All the machines will be assembled on 26 June at the German air base in Nörvenich, near the city of Cologne, and one after the other will take off the following day in stages to follow a route that should take them to Canada, Alaska, Japan, Australia, Malaysia and India.
It will be a kind of flying technological embassy of the capabilities that the military aeronautical industry of the Old Continent has been able to develop. The aircraft on the aerial carousel are the work of the European industrial corporation Airbus - Eurofighter, A400M, A330, H145M LUH and partly the Tornado - or the French manufacturer Dassault Aviation, such as the Rafale fighter.
Airbus in Spain and Germany, as well as Dassault in France, are partners in the development of the future European air combat system NGWS/FCAS, a joint programme in which all three air forces are involved.
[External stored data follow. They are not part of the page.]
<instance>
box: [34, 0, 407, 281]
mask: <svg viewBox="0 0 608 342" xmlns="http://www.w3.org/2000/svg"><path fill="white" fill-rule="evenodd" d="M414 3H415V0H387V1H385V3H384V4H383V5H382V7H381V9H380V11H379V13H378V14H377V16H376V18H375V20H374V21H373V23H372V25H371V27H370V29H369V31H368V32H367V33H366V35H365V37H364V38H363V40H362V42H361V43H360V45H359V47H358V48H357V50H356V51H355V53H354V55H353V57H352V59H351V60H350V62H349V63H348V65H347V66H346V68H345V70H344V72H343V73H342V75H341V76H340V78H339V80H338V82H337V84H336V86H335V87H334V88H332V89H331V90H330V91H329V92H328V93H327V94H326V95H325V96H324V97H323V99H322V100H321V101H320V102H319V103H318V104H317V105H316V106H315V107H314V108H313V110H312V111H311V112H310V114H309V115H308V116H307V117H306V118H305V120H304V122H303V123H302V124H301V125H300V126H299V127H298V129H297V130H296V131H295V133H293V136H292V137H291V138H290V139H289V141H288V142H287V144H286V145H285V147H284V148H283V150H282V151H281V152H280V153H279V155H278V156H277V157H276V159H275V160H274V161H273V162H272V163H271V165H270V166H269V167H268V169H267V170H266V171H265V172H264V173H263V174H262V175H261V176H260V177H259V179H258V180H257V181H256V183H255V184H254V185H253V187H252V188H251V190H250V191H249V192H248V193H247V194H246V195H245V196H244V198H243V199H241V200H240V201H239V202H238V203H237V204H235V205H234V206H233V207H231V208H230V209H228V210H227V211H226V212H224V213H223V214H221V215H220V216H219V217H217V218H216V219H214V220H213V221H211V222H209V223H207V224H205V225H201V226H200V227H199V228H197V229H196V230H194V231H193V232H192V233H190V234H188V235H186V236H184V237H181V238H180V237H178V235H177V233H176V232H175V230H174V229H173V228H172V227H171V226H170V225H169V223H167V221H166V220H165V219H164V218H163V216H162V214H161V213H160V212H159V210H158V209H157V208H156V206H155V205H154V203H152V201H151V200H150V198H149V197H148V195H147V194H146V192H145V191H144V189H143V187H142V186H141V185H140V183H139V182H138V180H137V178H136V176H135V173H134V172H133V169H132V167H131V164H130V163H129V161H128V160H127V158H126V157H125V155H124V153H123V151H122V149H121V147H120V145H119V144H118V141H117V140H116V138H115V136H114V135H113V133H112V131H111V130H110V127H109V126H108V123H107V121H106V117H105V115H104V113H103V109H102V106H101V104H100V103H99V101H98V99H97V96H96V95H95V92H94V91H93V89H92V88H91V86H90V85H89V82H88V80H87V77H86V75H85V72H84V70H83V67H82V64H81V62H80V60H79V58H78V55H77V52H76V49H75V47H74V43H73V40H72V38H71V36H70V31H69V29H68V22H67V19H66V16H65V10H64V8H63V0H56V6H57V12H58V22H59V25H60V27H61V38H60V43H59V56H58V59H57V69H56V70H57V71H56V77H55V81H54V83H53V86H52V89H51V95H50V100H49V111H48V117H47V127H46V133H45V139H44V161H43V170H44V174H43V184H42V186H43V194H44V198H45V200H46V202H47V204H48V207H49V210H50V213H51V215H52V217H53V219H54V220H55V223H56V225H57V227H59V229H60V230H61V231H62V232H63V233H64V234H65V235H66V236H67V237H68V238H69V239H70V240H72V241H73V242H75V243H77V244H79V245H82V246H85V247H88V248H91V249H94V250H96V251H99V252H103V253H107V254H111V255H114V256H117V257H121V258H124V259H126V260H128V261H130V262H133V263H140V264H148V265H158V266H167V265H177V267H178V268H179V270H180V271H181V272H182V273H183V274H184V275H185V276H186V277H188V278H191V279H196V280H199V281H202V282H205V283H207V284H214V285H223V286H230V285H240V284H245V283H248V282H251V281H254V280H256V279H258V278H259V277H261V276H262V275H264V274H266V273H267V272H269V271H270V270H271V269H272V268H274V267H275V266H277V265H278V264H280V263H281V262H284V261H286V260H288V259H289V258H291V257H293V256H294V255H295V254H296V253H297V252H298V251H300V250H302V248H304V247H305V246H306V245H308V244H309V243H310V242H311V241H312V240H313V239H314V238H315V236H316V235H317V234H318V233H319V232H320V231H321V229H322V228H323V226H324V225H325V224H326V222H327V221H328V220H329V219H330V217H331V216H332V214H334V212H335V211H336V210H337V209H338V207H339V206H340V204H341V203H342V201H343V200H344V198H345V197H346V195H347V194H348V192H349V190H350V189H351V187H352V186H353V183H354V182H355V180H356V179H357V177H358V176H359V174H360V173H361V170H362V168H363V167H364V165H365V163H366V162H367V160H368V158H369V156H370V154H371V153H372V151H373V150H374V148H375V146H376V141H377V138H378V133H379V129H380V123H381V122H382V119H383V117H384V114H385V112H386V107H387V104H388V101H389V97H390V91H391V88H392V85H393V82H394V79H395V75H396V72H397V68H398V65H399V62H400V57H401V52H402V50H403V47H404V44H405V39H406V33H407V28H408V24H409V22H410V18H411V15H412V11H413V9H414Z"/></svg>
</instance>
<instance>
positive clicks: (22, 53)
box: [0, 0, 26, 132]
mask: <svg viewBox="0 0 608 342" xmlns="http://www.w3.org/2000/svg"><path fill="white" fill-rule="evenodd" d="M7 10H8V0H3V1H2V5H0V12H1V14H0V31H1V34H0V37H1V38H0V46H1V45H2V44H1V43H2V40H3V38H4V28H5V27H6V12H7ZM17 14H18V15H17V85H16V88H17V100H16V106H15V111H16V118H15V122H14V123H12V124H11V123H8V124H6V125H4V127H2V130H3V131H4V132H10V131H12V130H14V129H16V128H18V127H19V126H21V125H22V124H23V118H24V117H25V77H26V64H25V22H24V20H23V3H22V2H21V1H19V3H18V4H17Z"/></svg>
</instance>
The corollary of Pacific Skies is therefore "to contribute to opening up new markets for the European aeronautical industry, whose managers will attend specific events organised in certain countries," stresses General Espresati.
Colonel Rafael Maurín, head of the Training and Evaluation Section of the Combat Command and in charge of the Pacific Skies project in Spain, specifies the stages of the Spanish-French-German air deployment: "The first stop is Canada, then we jump to Alaska" and land at the Elmendorf-Richardson base, where each of the air formations will take part in Arctic Defender from 8 to 17 July. "This is a multinational exercise with US participation focused on training NATO operational procedures".
A major logistical projection challenge
Once the North Pole operation is over, the tri-national fleet will head for Japan, a stopover before arriving in Australia, over whose main air bases it will take part in the Pitch Black exercise, which will run from 22 July to 4 August. In the country of the kangaroos, on 20 July, the commanding general of the Plus Ultra Group, the fighter pilots and ground personnel of the 14th Wing will be replaced by their counterparts from the 11th Wing in Albacete, whose chief colonel is Colonel Cesar Pérez Moriano.
In addition to the host nation's aircraft and fighters from Germany, France and Spain, which is participating for the first time, Pitch Black involves around 100 fighter, transport, air-to-air refuelling, reconnaissance, intelligence and early warning aircraft from almost 20 nations.
They come from Canada, India, Indonesia, Italy, Japan, Korea, Malaysia, New Zealand, Papua New Guinea, the Philippines, Singapore, Thailand, the United Kingdom and the United States. In total there will be nearly 4,500 airmen and military technicians, including qualified personnel from Brunei and Fiji.
After the intense Australian operation, the next stop is Malaysia, before arriving at Sulur air base in India to take part in the Tarang Shakti exercise, organised by the Indian Air Force and scheduled for 7-13 August. The country's pilots will fly Russian-made Sukhoi Su-30MKI Flanker fighters, which the Spanish pilots are not familiar with. Pacific Skies will officially conclude on 13 August, but the Spanish aircraft will not be back at the Morón air base (Seville) until 16 August, after a stopover in Abu Dhabi, in the United Arab Emirates.
The Agrupación Aérea Táctica has been christened "Plus Ultra" to honour the feat of the seaplane of the same name and its military crew who on 22 January 1926 took off from Palos de la Frontera, crossed the Atlantic at the risk of their lives and reached Buenos Aires on 10 February after covering 10,270 kilometres. Now it is a question of projecting an air force and demonstrating that airmen and machines are capable of maintaining a sustained logistical effort over many thousands of kilometres.